At a time analysts were drawing comfort from headline inflation falling to a three-year low, the Reserve Bank said though inflation was likely to moderate below its March-end projection of 7.5 per cent, there was a danger of suppressed inflation.
“While the pressure from generalised inflation remains muted at the current juncture, risks from suppressed inflation, pressure on food prices and high inflation expectations getting entrenched into the wage-price spiral need to be reckoned with,” it said, adding that the inflation path for 2013-14 could face downward rigidity as some of the risks from suppressed inflation materialise.
The RBI went on to add that the current account deficit (CAD), which widened to a record 5.4 per cent of the country’s gross domestic product (GDP) in the September quarter, has become a major constraint to easing the monetary policy.
Economists said the fear of the RBI was that an interest rate relaxation could lead to higher imports, thereby worsening CAD.

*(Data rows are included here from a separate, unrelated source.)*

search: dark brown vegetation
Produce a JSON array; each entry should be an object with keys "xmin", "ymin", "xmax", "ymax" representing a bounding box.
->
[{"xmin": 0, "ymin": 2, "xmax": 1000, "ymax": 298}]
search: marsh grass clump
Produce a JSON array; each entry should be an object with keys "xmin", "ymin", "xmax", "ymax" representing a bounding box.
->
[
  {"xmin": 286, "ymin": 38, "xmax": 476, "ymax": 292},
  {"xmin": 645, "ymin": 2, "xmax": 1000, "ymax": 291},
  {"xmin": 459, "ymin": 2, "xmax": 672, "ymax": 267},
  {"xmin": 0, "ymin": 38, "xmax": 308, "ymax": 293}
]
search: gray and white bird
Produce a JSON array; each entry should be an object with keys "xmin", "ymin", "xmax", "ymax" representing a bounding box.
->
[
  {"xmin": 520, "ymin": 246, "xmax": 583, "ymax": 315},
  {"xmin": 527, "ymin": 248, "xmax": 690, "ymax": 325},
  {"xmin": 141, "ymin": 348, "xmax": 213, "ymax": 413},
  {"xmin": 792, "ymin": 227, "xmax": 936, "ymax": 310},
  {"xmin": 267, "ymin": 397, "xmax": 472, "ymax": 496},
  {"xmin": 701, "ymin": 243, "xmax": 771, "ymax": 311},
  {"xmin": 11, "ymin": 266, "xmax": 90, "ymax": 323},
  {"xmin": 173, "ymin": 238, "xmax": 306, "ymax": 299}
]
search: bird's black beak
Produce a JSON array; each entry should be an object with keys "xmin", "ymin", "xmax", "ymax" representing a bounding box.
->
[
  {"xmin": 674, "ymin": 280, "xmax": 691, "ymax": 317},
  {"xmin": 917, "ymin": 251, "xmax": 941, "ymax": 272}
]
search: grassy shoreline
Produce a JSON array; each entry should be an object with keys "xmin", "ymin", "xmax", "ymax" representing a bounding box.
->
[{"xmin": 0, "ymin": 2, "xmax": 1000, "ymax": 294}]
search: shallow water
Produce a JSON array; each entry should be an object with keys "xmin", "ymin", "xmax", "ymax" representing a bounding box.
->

On current account deficit, the report said while strong capital flows had so far enabled financing of CAD without significant drawdown of foreign exchange reserves, there is a possibility of volatility in these flows. Such an event could put further pressure on the external sector. It, therefore, called for following a two-pronged approach — of lowering CAD in the medium term, while ensuring prudent financing of the deficit in the interim.
Besides, policy-makers should continue with calibrated steps while kickstarting growth. “Monetary policy needs to continue to be calibrated in addressing growth risks as inflation remains above the Reserve Bank’s comfort level and macroeconomic risks from twin deficits persist,’’ it added.
Reacting to the observations of the RBI, Madan Sabnavis, chief economist at CARE Ratings, said it showed that the central bank was conservative about growth prospects and still pessimistic on inflation.
Giving a bearish growth forecast for the current fiscal, the report said growth in 2012-13 was likely to fall below the Reserve Bank’s baseline projection of 5.8 per cent. Further, the Professional Forecasters Survey done by the RBI envisaged slower growth in 2012-13. They revised their median growth projection downwards to 5.5 per cent from 5.7 per cent earlier.
The Reserve Bank also asked the government to carry forward recent measures it had taken as it felt that key constraints continue to obstruct investments in road and power sectors. According to the central bank, the fresh round reforms that were initiated in September last year have reduced the immediate risks facing the Indian economy.
“The recent measures taken, especially in January, have further reinforced this momentum. There are signs that growth may have bottomed out, though recovery may take some more time and is likely to be paced gradually,’’ it said.